The immune system–related genes are a group of genes involved in immune pathways. Immune dysregulation is closely associated with schizophrenia [34]. The role of inflammatory mechanisms in schizophrenia is supported by the impact of immune dysregulation and alterations in neuroinflammatory pathways in schizophrenia. Neurotransmitter dysfunctions resulting from cytokine-induced neuroinflammation through microglial activation lead to the inflammatory process and neurodegeneration in schizophrenia. The nuclear factor-κB signaling pathway plays a role in immune response regulation, synaptic plasticity, and memory, which is also associated with schizophrenia.

Abnormal expression of genes in the brain seems to be specifically active in brain neurons.
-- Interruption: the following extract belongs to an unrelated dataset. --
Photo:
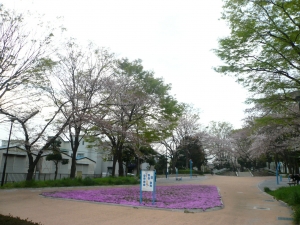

Patients with schizophrenia often exhibit low levels of cognitive functioning, with decreased connectivity of whole-brain function detected in computed tomography scans and low frontal lobe function of the brain detected in positron emission tomography scans. These findings are considered to be predicators of structural abnormalities in the brain [35].

In cancer-related genes, a GWAS revealed a strong correlation between cancer and schizophrenia risk genes, which is further supported by a bidirectional epidemiological correlation, common genetic changes, and biological mechanisms between the two phenotypes [36].

Gene variants caused by gene mutation increase the susceptibility to disease. Genome-wide enrichment of rare deletions and duplications and a higher rate of de novo copy number variations have been reported in schizophrenia cases. For example, gene mutations cause truncation variants in proteins, resulting in the absence of crucial structural domains or functional regions. Additionally, rare structural variants can disrupt genes essential for neural development pathways, specifically those responsible for synapse formation and function, and polymorphic sites of single nucleotide polymorphisms (SNPs) can interact with each other, thereby increasing the likelihood of schizophrenia.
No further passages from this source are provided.